Nursing Diagnosis for Hypospadias (Postoperative) : Acute Pain
Hypospadias Definition :
Hypospadias is a developmental abnormalities of the anterior urethra where the estuary of ectopic urethra located on the ventral part of the penis proximal to the glans penis. Estuary of the urethra may also be located in the scrotum or perineum. The more proximal to the defect of the urethra, the penis will increasingly undergo shortening and forming curvature called "chordee".
The exact cause is not known with certainty. Some of the etiology of hypospadias have been proposed, including genetic factors, endocrine, and environmental factors. Approximately 28% of patients found their familial relationship. Genital tubercles enlargement and further development of the phallus and the urethra depends on testosterone levels during embryogenesis.
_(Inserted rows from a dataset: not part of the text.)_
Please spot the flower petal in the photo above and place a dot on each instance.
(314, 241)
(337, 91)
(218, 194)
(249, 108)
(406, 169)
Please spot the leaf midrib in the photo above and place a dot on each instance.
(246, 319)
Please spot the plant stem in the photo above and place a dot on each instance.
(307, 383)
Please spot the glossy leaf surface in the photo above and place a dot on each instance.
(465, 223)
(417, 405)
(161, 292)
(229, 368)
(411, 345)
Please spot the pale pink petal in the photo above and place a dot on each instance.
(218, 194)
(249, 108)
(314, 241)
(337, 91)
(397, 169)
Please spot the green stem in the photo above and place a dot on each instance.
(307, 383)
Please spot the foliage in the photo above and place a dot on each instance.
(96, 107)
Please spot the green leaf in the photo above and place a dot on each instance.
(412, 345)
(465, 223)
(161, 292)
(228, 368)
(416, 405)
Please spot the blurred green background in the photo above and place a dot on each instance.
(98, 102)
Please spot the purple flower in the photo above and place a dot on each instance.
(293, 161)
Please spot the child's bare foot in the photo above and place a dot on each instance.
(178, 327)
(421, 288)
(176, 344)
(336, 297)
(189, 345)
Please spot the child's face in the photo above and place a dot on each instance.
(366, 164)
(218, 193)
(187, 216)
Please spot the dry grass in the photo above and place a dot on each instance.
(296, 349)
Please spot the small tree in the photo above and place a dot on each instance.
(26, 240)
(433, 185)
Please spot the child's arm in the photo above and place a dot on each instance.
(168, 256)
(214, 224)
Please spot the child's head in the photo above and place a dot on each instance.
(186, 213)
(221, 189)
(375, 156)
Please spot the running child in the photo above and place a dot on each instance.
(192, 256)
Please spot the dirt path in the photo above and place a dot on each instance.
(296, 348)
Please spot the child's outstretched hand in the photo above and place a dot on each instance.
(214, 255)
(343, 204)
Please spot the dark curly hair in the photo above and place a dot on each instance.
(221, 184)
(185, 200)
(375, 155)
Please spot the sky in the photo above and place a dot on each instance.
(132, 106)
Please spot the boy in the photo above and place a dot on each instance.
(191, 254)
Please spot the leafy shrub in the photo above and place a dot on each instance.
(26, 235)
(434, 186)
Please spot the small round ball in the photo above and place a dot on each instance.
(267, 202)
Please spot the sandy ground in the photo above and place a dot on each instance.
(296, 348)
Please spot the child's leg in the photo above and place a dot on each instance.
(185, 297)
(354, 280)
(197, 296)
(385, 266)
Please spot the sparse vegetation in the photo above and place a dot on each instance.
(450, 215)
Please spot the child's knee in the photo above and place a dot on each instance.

If the testicles fail to produce testosterone or if the number of cells of the genital structure of the androgen receptor deficiency or not the formation of androgen-converting enzyme (5 alpha-reductase) then these are things that are thought to cause the occurrence of hypospadias.
Acute Pain Definition:
Emotional and sensory experience unpleasant arising from tissue damage in the actual and potential or show any damage (Association for the Study of Pain): sudden attacks or slowly from mild to severe intensity anticipated or predicted duration of pain less than 6 months.
Defining characteristics:
- Reported pain verbally and nonverbally.
- Show damage.
- Position to reduce pain.
- Agent injury (biology, psychology, chemistry, physics)
NOC
- Pain control.
- Level of Comfort.
- Pain level.
After nursing action for 2x24 hours the client is able to:
1. Controlling pain, with indicators:
- Being able to identify the causes.
- Able to report symptoms to health care.
- Being able to recognize the symptoms of pain.
- Unable to perform usual activities without pain.
- Able to report the presence of pain, pain frequency and duration of pain episodes.
- Vital signs returned to normal.
NIC
Pain Management
- Assess comprehensively about pain, include: location, characteristics and onset, duration, frequency, quality, intensity / severity of pain, and factors precipitation.
- Perform a comprehensive pain assessment starts from the location, characteristics, duration, frequency, quality, intensity and causes.
- Use therapeutic communication so that patients can express the pain experience and support in response to pain.
- Determine the impact of pain on daily life (sleep, appetite, activity, consciousness, mood, social relationships, work performance and conduct day-to-day responsibilities.
- Modification of pain control measures based on patient response.
- Improve sleep / rest.
Providing Analgesic
- Determining the location, characteristics, quality, and intensity of pain before treating clients.
- Check the history of drug allergy.
- Determine the type of analgesic used based on the type and level of pain.
- Determine a suitable analgesic, the optimal route of administration and dosage.
- Evaluating the effectiveness of analgesics at certain intervals, especially after the initial dose, the observations also do look for signs and symptoms of a bad or unfavorable (associated with respiratory depression, nausea, vomiting, dry mouth and constipation).
Collaboration
- Collaborate with the patient, the closest and other professionals to vote non-pharmacological techniques.
- Collaborate with your doctor if there is a change of drug, dose, route of administration, or intervals, and make specific recommendations based on the principle of equianalgesic.
Health Education
- Provide information about pain, such as: the cause, how long it occurred, and precautions.
- Instruct the patient to monitor own pain.